Cancel culture being the punishment that awaits perpetrators teaches them that it is not wrong to assault, it is only wrong to get caught. Sexist frat men are only ever repentant when the group chats get leaked.
Christine Dacera is the latest in a long line of unsuspecting women canonized as symbols for the ills of misogyny. Her death and alleged rape reignited a collective disillusionment with the patriarchy. Intersected with the inherently heightened emotional landscape of the internet, the resulting rage was so instantaneous and intense that the men with her the night she passed away had targets on their backs the second their names were publicized.
The death and life of Dacera were sensationalized and dissected.

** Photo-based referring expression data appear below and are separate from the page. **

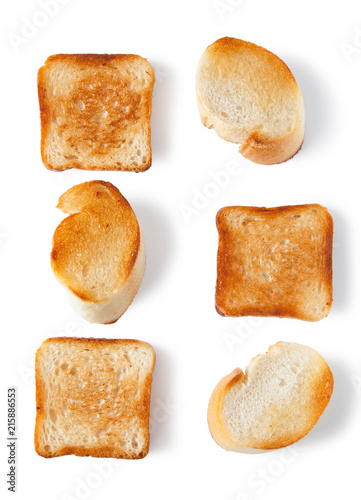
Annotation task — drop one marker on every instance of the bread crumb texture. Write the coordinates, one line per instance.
(250, 97)
(278, 401)
(95, 112)
(93, 397)
(275, 262)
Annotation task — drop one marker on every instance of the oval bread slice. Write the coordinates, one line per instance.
(250, 97)
(98, 251)
(274, 403)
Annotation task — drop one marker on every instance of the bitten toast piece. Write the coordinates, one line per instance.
(95, 112)
(274, 403)
(250, 97)
(93, 397)
(98, 251)
(275, 262)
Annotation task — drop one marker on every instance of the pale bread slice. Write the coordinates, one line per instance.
(274, 403)
(95, 112)
(250, 97)
(98, 251)
(93, 397)
(275, 262)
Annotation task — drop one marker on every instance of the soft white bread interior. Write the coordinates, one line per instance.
(93, 397)
(274, 403)
(98, 251)
(250, 97)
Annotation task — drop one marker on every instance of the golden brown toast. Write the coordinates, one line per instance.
(95, 112)
(275, 262)
(98, 251)
(276, 402)
(250, 97)
(93, 397)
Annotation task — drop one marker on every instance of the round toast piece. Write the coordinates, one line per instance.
(98, 251)
(250, 97)
(274, 403)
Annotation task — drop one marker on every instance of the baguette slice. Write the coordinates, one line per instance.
(98, 251)
(93, 397)
(95, 112)
(275, 262)
(250, 97)
(274, 404)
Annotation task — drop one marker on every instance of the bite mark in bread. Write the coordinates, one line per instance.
(95, 112)
(98, 251)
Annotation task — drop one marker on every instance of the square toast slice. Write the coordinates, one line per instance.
(95, 112)
(275, 262)
(93, 397)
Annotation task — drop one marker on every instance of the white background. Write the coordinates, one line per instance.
(174, 308)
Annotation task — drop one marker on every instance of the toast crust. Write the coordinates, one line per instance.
(98, 251)
(274, 262)
(102, 108)
(81, 404)
(319, 387)
(231, 65)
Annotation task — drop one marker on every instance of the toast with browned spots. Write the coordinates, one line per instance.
(250, 97)
(275, 262)
(95, 112)
(276, 402)
(98, 251)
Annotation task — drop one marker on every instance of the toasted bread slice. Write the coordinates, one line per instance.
(274, 404)
(98, 251)
(95, 112)
(275, 262)
(93, 397)
(250, 97)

In an attempt to strengthen the argument against rape culture, some survivors were pushed into the frontlines of one of the most grueling back-and-forths on the subject of their trauma.

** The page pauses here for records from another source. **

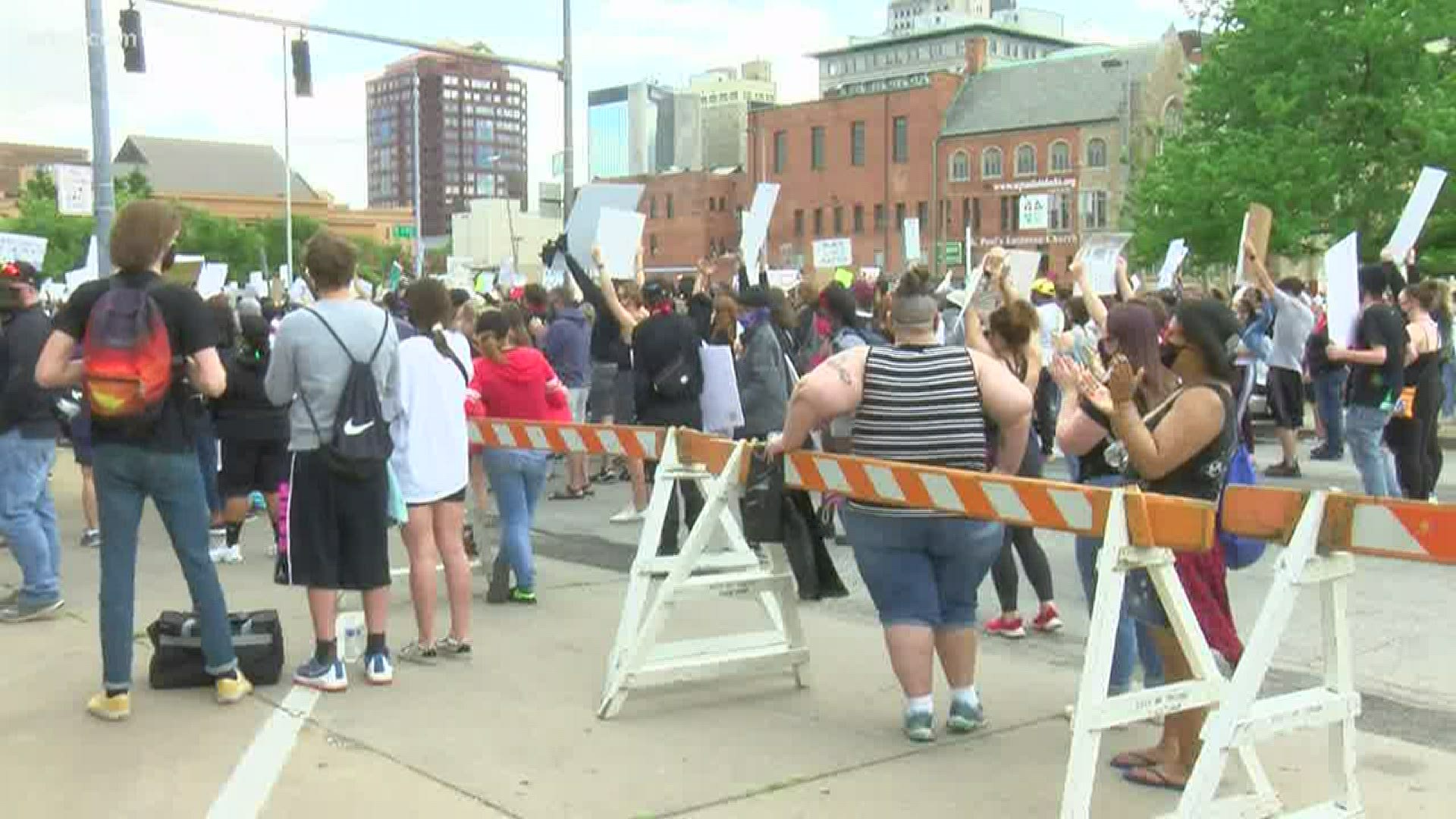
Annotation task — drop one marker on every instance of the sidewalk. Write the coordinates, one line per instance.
(513, 733)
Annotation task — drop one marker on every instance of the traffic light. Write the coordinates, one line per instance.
(302, 74)
(133, 55)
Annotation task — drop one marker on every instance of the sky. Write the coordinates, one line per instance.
(221, 79)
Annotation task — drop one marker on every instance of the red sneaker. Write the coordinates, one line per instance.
(1047, 620)
(1009, 627)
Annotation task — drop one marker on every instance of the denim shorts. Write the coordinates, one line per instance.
(924, 570)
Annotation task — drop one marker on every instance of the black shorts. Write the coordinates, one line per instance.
(337, 529)
(253, 465)
(1286, 392)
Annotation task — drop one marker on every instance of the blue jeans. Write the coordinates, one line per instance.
(126, 477)
(924, 570)
(517, 477)
(1329, 390)
(28, 515)
(1365, 428)
(1133, 642)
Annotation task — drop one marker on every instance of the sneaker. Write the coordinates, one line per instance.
(965, 717)
(322, 676)
(112, 708)
(28, 613)
(1283, 471)
(379, 670)
(629, 515)
(1047, 620)
(1012, 629)
(453, 649)
(234, 689)
(919, 726)
(417, 653)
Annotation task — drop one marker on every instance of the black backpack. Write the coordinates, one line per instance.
(360, 444)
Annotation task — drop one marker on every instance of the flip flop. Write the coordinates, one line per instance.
(1152, 779)
(1130, 760)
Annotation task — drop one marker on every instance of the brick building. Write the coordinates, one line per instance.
(1075, 127)
(851, 167)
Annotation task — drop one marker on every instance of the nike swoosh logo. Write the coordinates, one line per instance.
(351, 428)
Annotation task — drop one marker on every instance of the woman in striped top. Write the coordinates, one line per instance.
(925, 404)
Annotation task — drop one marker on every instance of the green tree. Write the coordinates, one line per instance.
(1323, 111)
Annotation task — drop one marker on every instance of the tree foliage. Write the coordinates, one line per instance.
(1323, 111)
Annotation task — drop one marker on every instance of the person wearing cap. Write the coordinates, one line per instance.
(28, 431)
(1180, 447)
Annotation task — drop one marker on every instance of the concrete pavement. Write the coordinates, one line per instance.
(513, 733)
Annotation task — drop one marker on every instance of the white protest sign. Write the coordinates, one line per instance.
(585, 213)
(756, 222)
(1034, 212)
(1177, 253)
(73, 190)
(1022, 267)
(210, 281)
(1417, 210)
(1343, 284)
(833, 253)
(783, 279)
(912, 240)
(20, 248)
(619, 232)
(1100, 257)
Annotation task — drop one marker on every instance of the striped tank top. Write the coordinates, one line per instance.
(922, 406)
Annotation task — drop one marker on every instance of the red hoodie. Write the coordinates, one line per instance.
(523, 387)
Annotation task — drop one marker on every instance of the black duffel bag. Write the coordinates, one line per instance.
(177, 649)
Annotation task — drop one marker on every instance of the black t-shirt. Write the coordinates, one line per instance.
(1373, 385)
(190, 328)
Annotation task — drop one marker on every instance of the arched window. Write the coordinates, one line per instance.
(1060, 158)
(990, 164)
(1025, 161)
(960, 167)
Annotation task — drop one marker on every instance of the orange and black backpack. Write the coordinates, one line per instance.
(127, 356)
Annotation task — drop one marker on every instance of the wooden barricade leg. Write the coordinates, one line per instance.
(1242, 719)
(638, 659)
(1095, 710)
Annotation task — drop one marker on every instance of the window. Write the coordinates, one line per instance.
(960, 167)
(1060, 212)
(1094, 209)
(1025, 161)
(990, 164)
(1060, 158)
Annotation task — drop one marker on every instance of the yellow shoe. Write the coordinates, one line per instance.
(231, 691)
(111, 708)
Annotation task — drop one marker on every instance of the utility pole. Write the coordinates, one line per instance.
(102, 186)
(287, 168)
(570, 161)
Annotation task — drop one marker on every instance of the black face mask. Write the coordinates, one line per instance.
(1168, 353)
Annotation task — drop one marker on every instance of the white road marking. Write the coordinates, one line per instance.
(256, 773)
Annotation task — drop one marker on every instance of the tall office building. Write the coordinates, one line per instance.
(726, 98)
(642, 129)
(472, 133)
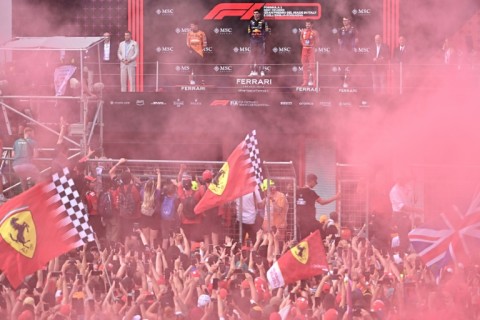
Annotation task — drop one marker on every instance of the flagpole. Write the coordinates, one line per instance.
(103, 259)
(240, 218)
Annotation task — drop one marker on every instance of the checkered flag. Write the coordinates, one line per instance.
(251, 144)
(66, 202)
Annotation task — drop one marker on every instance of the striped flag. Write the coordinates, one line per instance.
(41, 224)
(238, 176)
(455, 239)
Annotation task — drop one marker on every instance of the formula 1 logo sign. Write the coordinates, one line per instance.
(271, 11)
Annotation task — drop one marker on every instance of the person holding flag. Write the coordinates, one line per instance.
(40, 224)
(306, 213)
(196, 42)
(305, 260)
(240, 175)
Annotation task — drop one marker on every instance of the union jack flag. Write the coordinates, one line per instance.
(453, 240)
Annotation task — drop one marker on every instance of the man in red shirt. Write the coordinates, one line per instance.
(189, 225)
(308, 39)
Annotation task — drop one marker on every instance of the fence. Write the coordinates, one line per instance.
(282, 173)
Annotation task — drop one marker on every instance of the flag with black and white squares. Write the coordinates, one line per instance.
(251, 144)
(66, 201)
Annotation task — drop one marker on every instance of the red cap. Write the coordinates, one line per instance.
(275, 316)
(301, 303)
(326, 287)
(223, 293)
(196, 274)
(26, 315)
(331, 314)
(207, 175)
(65, 309)
(378, 305)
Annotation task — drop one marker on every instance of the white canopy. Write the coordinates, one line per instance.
(51, 43)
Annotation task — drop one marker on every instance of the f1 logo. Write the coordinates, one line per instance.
(243, 10)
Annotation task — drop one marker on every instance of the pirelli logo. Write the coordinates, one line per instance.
(271, 11)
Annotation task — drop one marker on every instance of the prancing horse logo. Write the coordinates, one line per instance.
(17, 228)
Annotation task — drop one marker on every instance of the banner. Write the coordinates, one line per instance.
(307, 259)
(237, 177)
(40, 224)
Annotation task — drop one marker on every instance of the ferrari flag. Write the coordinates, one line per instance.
(238, 176)
(307, 259)
(41, 224)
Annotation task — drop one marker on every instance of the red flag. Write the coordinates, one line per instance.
(39, 225)
(237, 177)
(307, 259)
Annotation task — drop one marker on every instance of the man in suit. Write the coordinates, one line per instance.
(401, 53)
(401, 57)
(109, 68)
(127, 54)
(381, 57)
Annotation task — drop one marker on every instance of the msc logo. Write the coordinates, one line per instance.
(363, 11)
(223, 68)
(297, 68)
(158, 103)
(362, 50)
(325, 50)
(282, 50)
(223, 31)
(241, 49)
(165, 12)
(164, 49)
(182, 68)
(219, 103)
(182, 30)
(339, 69)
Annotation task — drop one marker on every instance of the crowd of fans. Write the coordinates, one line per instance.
(149, 264)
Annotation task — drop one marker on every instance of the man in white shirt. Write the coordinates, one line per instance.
(380, 65)
(247, 209)
(127, 54)
(403, 200)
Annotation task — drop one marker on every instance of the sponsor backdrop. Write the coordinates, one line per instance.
(227, 53)
(160, 28)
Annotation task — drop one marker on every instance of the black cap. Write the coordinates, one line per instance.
(312, 177)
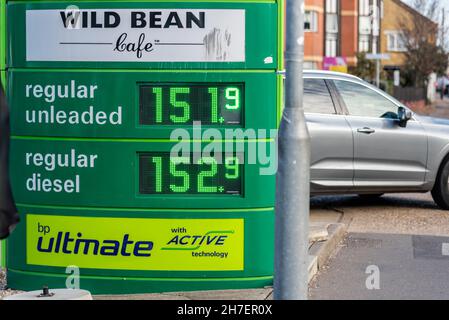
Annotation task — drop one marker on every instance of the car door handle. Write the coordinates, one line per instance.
(366, 130)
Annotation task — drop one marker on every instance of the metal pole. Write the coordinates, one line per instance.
(378, 73)
(293, 178)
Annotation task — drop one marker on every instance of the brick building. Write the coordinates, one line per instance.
(341, 28)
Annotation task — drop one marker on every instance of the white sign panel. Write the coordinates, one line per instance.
(130, 35)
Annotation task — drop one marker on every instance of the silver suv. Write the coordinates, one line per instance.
(366, 142)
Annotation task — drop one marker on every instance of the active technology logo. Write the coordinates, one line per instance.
(194, 243)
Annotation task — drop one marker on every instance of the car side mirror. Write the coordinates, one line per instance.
(404, 116)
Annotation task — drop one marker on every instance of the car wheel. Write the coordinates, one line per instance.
(371, 196)
(440, 192)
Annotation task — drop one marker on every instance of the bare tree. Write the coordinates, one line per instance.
(420, 33)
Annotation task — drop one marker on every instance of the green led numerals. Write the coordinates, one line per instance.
(158, 93)
(160, 173)
(158, 163)
(207, 173)
(179, 174)
(232, 168)
(233, 96)
(214, 104)
(174, 92)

Similar to how the #MeToo movement is being distilled and co-opted the more it permeates the Western mainstream, our current conversations on sexual assault are almost never about solidarity with survivors. In fact, the contrary — there is strength in numbers, so we hunt down anyone willing to divulge an admission of victimhood, luring them in to feed an insatiable hunger for evidence of the brokenness of patriarchy. The support given to those who come forward almost feels predatory, the survivor never able to unshackle themselves from being prey.
Dacera stayed in the headlines and timelines for days. When investigators could not present any substantial evidence to back up the alleged assault, pitchforks started pointing at each other. “We told you: exercise caution. Instead, you became a lynch mob,” one tweet read. Another user replied that everyone who posted pictures of the accused must be charged with cyber libel.

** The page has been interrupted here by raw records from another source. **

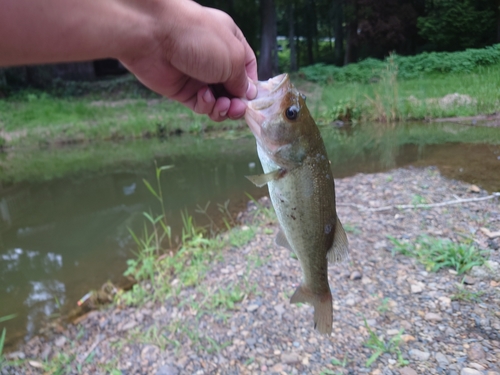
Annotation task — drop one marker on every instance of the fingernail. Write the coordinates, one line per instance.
(208, 97)
(251, 90)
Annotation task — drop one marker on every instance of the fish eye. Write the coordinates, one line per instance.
(292, 112)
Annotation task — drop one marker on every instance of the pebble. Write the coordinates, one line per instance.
(470, 371)
(167, 370)
(356, 275)
(60, 341)
(290, 358)
(442, 359)
(407, 371)
(252, 307)
(432, 317)
(264, 333)
(419, 355)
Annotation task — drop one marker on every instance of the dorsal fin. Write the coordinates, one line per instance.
(340, 248)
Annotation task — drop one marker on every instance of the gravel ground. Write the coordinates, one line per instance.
(412, 311)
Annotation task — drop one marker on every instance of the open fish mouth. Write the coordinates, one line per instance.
(267, 102)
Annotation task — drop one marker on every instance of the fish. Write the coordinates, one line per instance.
(298, 174)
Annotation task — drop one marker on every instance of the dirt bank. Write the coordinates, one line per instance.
(421, 321)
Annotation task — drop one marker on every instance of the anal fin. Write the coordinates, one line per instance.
(340, 247)
(323, 310)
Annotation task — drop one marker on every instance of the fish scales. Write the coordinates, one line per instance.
(297, 172)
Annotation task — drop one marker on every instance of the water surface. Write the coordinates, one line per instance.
(65, 231)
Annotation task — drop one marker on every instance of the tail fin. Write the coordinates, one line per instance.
(323, 310)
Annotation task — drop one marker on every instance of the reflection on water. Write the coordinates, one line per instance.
(62, 237)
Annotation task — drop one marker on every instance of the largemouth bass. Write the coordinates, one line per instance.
(298, 174)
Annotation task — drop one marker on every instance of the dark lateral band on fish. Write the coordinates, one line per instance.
(298, 175)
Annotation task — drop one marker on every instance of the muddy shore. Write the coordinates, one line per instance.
(423, 322)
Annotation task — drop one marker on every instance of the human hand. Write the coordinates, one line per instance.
(191, 49)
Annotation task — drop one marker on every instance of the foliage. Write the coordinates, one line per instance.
(380, 346)
(371, 70)
(457, 24)
(161, 270)
(437, 253)
(463, 294)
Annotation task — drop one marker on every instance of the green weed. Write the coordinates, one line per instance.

In the more insidious corners of the discourse, many were beginning to blame the ease of falsely accusing others, and how the “street justice” of online cancel culture further exacerbates the “guilty until proven innocent” mindset that can wrongfully besmirch otherwise innocent people. Survivors went from being plucked out and pushed to the center to not being believed at all.
That said, the raging wildfire elicited by the news of Dacera’s death is not the enemy. In a way, I was comforted to see that the first instinct of many was to side with the victim. But arguments on the validity of accusations or condemnations of the internet’s knee-jerk reaction ultimately stir our attention away from the fact that, in Dacera’s case, the accusations were made by the police. Sexual assault allegations were weaponized by men in power, the complete antithesis of the people who often have to live with its consequences.
While it’s true that cancel culture has a tendency to commodify trauma, the only reason it has power in the first place is because it's the only accessible way to hold perpetrators accountable. This is especially true for victims in the margins, even in such a high-profile case like Dacera’s.
Bureaucratic, anti-poor legal procedures make it virtually impossible to convict rapists, and the public is often hostile and excessively critical of those who come forward. They feel entitled to the survivor’s body and behavior in what feels like history repeating itself.
In the unlikely event of our justice system serving interests other than those of men in the upper class, carceral justice can still only take us so far. Of course I’m angry at my abuser, but the deliverance I want cannot be found in his incarceration. What would be the point of putting him behind bars when the primary drivers of rape culture, those whose very system is a breeding ground for macho-feudal beliefs, are sitting unscathed with the keys to all the locks?
What I want is for my trauma to be among the last of its kind. We won’t need protection from male entitlement and gender-based violence if the forces that enable it simply cease to exist.